I am usually hungry again in about two hours if I eat only fruit and vegetables. I combine nuts, seeds, and ancient unprocessed grains with my meals to maintain a comfortably full feeling for hours longer. This combination creates a balance of nutritional needs so that your body isn’t sending you “hungry again” messages in two hours.
After correcting some health issues for which I was facing surgery, I realized that you are what you eat. Unfortunately, I was eating the typical American diet of meats, cheeses, sauces, and processed foods, which are toxic for many of us. Eating this way caused me to have several debilitating migraines per week, as many as seven sinus infections a year, inflammation of the joints so severe that I experienced pain while standing or walking, even in flats, and many digestive issues.

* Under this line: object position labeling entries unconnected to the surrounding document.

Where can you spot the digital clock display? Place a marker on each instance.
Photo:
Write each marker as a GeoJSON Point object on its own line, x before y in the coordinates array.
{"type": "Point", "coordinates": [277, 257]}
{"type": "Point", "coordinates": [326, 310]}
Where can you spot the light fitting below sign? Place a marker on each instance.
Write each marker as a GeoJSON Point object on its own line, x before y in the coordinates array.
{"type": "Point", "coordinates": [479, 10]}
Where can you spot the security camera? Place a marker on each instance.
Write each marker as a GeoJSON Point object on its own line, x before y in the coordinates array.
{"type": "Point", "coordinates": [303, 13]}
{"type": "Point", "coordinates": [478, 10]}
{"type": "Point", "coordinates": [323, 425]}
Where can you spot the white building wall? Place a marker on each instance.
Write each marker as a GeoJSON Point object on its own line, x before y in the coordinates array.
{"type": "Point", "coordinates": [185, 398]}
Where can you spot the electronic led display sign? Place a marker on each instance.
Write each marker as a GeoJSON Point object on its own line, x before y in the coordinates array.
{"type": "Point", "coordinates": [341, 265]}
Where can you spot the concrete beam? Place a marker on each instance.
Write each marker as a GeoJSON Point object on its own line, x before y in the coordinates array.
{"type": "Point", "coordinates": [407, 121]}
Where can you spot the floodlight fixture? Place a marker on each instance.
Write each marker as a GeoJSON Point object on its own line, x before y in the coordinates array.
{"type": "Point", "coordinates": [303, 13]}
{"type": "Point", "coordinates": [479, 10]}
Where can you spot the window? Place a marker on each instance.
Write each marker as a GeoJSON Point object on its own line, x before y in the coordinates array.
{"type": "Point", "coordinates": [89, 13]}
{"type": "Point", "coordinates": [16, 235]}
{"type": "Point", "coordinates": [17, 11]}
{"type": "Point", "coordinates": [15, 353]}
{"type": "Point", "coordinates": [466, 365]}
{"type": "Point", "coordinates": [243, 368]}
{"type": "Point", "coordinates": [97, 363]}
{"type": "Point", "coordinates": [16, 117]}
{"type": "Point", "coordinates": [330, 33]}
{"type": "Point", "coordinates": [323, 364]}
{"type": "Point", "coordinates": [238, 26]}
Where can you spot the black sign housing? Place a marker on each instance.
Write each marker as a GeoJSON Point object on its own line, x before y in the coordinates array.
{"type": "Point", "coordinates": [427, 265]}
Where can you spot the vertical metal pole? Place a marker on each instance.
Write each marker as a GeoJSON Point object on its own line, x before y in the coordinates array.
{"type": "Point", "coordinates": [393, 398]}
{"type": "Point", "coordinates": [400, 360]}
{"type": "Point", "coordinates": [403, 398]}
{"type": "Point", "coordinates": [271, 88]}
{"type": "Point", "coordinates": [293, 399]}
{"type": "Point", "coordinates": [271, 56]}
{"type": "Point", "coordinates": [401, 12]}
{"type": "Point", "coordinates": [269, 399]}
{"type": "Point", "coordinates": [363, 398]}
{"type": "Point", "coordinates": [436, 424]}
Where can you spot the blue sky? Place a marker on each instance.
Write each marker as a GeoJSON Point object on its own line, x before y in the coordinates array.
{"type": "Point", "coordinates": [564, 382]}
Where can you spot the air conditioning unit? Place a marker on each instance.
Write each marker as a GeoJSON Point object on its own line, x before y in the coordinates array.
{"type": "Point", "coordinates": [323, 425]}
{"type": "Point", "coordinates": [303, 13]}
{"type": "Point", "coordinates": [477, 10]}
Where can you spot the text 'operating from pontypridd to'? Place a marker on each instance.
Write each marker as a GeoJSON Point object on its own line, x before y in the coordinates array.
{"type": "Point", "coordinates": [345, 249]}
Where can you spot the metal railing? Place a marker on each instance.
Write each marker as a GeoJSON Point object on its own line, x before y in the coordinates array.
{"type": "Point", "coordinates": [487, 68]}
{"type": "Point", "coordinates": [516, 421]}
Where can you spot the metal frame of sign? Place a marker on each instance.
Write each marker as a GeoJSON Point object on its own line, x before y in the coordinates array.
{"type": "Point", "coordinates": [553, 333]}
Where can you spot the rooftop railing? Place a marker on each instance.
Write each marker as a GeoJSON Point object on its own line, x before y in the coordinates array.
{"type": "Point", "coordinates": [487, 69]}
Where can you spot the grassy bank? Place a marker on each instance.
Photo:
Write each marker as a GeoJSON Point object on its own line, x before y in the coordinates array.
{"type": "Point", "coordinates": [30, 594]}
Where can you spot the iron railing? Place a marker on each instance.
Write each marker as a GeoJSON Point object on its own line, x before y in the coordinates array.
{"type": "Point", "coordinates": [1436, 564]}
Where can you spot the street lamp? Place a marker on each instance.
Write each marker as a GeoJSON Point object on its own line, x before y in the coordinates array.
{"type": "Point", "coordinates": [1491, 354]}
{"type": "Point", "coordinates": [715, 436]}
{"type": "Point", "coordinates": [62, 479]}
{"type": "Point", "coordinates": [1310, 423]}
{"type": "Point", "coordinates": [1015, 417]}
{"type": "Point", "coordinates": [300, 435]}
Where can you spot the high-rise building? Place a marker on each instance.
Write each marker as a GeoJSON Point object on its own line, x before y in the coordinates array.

A vegetarian diet works well for me, and I stick to it about 95% of the time. I have wild-caught grilled fish twice each month, and I will enjoy freshly baked bread on rare occasions. Mr. Mickey and I occasionally share a wonderful dessert. The point is that I don’t make this a habit at every meal or even every week. I save my splurges for the very best of these treats. I rarely eat everything on a plate that I did not load. For example, when I am served an entree in most American restaurants, I would typically consume portions during two or even three mealtimes, not just one. I always stop eating before I feel complete. There is no worse feeling than being bloated and feeling stuffed.
I make a large pot of the porridge described below every week and have it a few times. Then, depending on how you prepare it, you can enjoy it for breakfast or as a side dish with any meal.
Susan’s Power Porridge
1/4 cup of farro (how to cook farro here)
1/4 cup brown lentils (simmer for twenty minutes in water until tender, not mushy)
Add the following items near the end of cooking time and stir to avoid sticking.
2 Tablespoons flax seeds (I grind them in a coffee grinder)
1/2 cup of rolled oats (Added near the end of cooking time. Needs about five minutes cooking time.)
1 Tablespoon Hemp Hearts (Add at the end of the cooking time or sprinkle on top.)
1 Tablespoon sunflower seeds and sesame seeds
1 Tablespoon natural raw walnuts
1 Tablespoon raw pecans
One teaspoon of Nutritional Yeast (This is not brewer’s yeast.) It supplies B vitamins.